- Summer 2001 - My mom took me to the doctor to talk about a breast reduction because she thought it would be the ideal time to have it done. It was the summer between high school and starting university, so she figured it would give me a bit of a fresh start so that I wouldn't go to university as "The girl with the big boobs". While it would have been the perfect time, I wasn't mentally ready to let go of that piece of my identity yet. The doctor could tell that I wasn't psychologically ready for it, so the idea got shelved.
- December 2010 - Vivian is born, and I do my damndest to nurse her. At that point I was wearing a 38J and it was way too small. I couldn't find a nursing bra that was comfortable and supportive enough, so I wore a regular underwire bra and just slid the strap down my arm to give me enough room to do what we had to do. It was extremely uncomfortable for both Vivian and I, so I ended up only nursing for six months instead of the full year that I had hoped for.
- January 2012 - I was becoming glaringly obvious how uncomfortable things were for me. Going to swimming lessons with Vivian, playing with her on the floor, running around in the yard, everything was an uncomfortable effort. I didn't feel like she was getting the best of me, and I felt like I was ready to really talk about having the surgery. I didn't feel like I was going to have a second baby, and I felt like even if I did it was worth the risk of not being able to nurse them. I had an appointment with my family doctor to talk about a consultation with a plastic surgeon, and got my appointment. It was for May 2013.
- May 2013 - Almost a year and a half later I was finally sitting in the surgeon's office. There was a bunch of paperwork to fill out (including putting down what size I would like to be after the surgery. I was only slightly disappointed that it didn't include any computer imaging programs since I was totally expecting it to be exactly like that scene in "Singles"). She explained the surgery to me and took some measurements and pictures to be sent to OHIP for approval. At this point I'm wearing a 34HH, and she only has to take one look at me to say, "Yeah, you're not going to have any problem getting this approved." She tells me the wait will probably be 9-12 months, which sounds fine to me since I'm still worried about Vivian being old enough for me to do the surgery.
- June 2013 - I get my approval letter in the mail. OHIP will be covering the surgery - so grateful that this is an option. The letter states that it could be a 1-2 year wait, and that I'll get a phone call about 3-6 months before to let me know when it's been scheduled. I put the letter aside and hope that I'll hear back about it before the end of 2013, but don't get my hopes up.

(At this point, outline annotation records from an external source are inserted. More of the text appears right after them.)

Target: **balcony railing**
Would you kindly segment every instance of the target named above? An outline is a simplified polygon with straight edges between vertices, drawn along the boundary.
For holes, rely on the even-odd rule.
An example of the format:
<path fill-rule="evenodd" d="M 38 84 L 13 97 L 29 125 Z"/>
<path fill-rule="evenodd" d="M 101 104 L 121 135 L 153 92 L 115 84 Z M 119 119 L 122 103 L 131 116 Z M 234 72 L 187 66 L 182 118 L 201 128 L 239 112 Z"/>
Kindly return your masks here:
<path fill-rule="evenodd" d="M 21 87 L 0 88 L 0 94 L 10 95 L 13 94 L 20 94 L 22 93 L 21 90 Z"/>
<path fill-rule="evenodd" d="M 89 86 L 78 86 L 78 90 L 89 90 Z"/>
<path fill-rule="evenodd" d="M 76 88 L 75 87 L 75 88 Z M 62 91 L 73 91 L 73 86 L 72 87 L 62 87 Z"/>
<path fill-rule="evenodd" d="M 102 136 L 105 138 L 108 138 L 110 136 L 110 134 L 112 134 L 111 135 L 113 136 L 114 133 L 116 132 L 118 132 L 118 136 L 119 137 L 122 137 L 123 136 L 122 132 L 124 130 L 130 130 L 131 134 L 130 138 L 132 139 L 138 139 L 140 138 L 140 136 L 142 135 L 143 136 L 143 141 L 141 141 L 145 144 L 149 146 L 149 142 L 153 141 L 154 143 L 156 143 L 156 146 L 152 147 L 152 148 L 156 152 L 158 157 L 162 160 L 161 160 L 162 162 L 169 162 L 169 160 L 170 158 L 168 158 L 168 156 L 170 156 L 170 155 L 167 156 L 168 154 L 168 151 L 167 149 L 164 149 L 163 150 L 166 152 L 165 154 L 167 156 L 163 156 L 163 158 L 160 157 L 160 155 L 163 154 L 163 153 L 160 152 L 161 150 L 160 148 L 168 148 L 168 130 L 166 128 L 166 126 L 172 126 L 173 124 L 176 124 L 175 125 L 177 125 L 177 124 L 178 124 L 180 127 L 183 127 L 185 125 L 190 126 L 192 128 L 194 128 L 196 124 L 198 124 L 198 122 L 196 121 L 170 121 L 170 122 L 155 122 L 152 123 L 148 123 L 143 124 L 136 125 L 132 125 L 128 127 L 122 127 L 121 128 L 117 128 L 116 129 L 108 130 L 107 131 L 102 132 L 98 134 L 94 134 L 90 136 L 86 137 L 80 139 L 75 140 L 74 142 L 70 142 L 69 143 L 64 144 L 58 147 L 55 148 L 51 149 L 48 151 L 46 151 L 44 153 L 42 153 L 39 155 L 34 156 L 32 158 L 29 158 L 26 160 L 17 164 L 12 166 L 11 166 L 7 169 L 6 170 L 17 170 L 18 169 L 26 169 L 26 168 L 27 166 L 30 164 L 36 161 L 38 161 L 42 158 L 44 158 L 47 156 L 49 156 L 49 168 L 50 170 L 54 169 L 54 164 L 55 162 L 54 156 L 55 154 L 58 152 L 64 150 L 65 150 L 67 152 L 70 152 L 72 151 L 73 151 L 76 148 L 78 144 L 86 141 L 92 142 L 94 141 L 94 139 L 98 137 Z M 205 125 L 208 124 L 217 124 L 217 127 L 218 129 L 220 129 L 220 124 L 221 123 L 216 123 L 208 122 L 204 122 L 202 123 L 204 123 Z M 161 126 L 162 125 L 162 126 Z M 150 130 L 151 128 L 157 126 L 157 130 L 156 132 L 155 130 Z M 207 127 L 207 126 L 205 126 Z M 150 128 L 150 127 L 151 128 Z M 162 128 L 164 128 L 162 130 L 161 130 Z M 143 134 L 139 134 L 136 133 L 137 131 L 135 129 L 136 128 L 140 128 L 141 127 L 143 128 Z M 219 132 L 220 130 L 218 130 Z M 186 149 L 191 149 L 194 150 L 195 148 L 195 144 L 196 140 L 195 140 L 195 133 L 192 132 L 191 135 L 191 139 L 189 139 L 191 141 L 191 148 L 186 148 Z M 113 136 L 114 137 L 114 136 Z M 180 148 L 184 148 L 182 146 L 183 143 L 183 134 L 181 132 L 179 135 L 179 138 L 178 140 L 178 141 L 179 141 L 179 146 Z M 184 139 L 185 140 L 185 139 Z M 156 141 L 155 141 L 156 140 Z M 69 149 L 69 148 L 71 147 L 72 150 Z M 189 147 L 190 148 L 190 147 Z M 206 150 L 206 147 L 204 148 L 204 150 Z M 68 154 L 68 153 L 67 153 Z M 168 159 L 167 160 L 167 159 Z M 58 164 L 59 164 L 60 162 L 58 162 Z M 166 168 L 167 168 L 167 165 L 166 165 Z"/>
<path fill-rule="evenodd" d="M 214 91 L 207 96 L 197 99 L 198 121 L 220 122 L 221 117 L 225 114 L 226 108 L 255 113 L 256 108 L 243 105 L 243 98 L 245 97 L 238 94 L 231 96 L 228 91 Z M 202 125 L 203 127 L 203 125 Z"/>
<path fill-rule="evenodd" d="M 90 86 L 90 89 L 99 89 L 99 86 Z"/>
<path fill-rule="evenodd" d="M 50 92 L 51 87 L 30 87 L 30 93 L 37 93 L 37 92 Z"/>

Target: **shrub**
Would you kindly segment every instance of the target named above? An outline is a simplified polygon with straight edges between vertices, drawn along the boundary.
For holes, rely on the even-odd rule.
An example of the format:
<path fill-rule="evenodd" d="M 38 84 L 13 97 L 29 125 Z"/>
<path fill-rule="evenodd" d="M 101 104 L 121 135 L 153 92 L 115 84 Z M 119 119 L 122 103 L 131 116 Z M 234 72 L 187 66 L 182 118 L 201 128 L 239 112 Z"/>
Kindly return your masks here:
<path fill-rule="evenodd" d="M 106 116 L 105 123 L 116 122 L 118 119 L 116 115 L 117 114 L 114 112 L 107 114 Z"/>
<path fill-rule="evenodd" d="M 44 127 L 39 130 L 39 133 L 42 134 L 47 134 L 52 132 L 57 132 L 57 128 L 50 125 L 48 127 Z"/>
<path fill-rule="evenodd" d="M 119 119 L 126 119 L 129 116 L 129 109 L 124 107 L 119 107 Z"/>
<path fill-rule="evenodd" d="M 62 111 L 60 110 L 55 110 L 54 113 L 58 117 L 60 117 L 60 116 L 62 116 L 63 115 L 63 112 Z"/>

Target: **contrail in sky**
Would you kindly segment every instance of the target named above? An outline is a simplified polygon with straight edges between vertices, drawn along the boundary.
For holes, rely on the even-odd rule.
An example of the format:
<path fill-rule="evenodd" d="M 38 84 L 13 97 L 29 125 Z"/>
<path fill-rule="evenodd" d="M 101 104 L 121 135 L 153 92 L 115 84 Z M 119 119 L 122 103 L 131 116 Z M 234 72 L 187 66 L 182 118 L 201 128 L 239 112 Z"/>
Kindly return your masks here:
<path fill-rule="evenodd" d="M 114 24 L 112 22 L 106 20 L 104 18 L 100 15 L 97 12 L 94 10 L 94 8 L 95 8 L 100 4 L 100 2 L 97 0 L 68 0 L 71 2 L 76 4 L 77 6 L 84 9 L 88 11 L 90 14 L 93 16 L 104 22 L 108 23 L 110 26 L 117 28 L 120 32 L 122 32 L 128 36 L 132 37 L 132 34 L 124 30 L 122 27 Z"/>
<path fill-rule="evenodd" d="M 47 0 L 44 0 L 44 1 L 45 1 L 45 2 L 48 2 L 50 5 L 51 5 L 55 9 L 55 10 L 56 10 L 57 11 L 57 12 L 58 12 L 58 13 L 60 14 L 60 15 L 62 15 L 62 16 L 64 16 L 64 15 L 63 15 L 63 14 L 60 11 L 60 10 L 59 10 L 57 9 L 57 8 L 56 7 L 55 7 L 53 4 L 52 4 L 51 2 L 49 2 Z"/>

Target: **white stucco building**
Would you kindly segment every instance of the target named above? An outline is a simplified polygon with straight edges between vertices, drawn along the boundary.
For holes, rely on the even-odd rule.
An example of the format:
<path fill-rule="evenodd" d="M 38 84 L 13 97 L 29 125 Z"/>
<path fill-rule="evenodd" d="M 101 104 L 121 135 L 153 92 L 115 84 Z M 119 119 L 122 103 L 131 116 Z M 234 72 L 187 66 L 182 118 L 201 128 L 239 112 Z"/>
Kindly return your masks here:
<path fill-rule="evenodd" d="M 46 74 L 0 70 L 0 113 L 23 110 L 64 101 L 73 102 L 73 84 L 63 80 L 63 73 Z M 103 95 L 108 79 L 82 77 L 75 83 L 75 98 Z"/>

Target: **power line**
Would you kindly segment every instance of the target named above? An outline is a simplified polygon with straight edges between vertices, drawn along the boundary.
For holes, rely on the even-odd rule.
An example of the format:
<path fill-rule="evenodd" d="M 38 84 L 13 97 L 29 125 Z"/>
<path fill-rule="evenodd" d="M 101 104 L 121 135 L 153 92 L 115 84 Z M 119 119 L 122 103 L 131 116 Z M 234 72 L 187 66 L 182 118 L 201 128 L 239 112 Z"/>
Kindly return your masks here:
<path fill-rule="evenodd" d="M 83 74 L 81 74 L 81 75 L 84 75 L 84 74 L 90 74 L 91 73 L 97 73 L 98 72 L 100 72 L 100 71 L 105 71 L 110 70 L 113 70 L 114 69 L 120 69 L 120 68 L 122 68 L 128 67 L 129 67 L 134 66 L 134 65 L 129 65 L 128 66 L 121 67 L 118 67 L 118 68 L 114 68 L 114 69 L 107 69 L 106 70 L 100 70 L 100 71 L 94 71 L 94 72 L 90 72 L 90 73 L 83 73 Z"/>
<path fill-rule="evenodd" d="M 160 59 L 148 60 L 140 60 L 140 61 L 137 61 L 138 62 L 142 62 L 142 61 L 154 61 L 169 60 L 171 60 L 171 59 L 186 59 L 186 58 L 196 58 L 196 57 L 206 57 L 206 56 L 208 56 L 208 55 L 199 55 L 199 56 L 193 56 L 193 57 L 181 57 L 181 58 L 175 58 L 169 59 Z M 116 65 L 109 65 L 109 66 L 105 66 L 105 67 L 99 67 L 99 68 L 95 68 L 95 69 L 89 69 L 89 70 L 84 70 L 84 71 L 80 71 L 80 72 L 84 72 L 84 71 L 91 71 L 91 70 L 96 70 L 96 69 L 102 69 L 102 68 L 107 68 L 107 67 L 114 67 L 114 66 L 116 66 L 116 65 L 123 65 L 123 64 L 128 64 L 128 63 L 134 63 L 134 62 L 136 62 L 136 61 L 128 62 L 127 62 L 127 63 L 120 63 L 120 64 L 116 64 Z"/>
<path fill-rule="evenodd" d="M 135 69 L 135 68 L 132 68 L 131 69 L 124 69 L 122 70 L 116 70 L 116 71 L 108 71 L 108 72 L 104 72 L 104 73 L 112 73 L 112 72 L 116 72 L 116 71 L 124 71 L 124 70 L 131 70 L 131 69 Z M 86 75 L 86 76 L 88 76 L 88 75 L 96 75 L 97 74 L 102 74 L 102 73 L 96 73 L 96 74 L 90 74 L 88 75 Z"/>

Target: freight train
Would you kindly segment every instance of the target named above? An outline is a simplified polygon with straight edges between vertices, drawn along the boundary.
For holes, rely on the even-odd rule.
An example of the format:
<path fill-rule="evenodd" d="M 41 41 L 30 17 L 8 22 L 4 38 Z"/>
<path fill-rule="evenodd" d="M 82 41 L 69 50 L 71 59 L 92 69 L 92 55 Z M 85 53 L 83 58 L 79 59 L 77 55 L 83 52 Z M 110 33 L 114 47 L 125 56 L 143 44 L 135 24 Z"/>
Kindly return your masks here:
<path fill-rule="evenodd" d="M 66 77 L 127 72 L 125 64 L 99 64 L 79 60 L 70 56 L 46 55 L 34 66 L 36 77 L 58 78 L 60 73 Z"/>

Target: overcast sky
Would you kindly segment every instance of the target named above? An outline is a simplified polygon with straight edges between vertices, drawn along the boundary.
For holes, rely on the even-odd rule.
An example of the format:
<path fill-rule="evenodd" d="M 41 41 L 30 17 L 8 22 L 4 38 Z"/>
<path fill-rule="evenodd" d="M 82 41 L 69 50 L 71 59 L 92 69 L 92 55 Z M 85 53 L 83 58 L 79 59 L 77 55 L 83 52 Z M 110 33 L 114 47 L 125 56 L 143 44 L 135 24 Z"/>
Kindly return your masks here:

- October 22, 2013 - I get a phone call from the surgeon's office. There's been a cancellation, and there's an available spot on November 7th if I want it. I ask if I can get back to them by the end of the day and begin frantically emailing people to figure out if this is even a possibility. Can I get the time off work? Can I get help with Vivian? Am I actually ready to do this? While I wasn't sure how I felt about it at first, once I started getting other people's reactions to it (Along the lines of 'This is an amazing opportunity and you absolutely have to just go with it, everything will work out fine.') I called the office back and said I would take the appointment. But first - three more appointments to get through before November 7th!
- October 23, 2013 - I'm back in the surgeon's office first thing in the morning. Because it has only been about six months since she'd seen me last, she didn't bother with new measurements or anything. We went over the surgery again and I confirmed my "after" size. I'd initially written down that I would like to go down to a D or DD ish, realizing that there isn't exactly a template that she'd be following. She said that that's exactly where I should be, and that most women come in wanting to go down to a B or a C and it's just not feasible in most cases. It's all about being proportionate, and she bluntly stated that I would look ridiculous any smaller than that.
- Later in the day on October 23, 2013 - I also managed to get in with my family doctor for my pre-op physical. Nothing too crazy - just getting weighed, measured, examined, just to make sure I'm physically fit for surgery. Got my form filled out and away I went.
- October 29, 2013 - Happy birthday to me, it's time for my pre-admit at the hospital. Got myself all registered in case I have to stay overnight (the surgery only takes about 2 1/2 hours, so I should be able to go home the same day unless there are any problems), have the surgery and recovery explained to me again, and have some blood taken.
So that's it - all of the boxes have been checked, forms have been filled out, surgical bra has been purchased, all set to go. I don't think it's really hit me yet, and I'm actually feeling relieved that I had such short notice. If I had been given the 3-6 months notice that I was supposed to originally have, I think I would have stewed and stressed and worked myself up about it to the point that I may have considered backing out. I'm terrible at overthinking things, so this short timeline is forcing me to just go with the flow and get it over with.
Tomorrow I call the hospital to find out what time my surgery will be taking place, then it's really all set to happen! Thank you all again for all the well wishes and positive thoughts - it's much appreciated! And now, some Superbad. Because of course.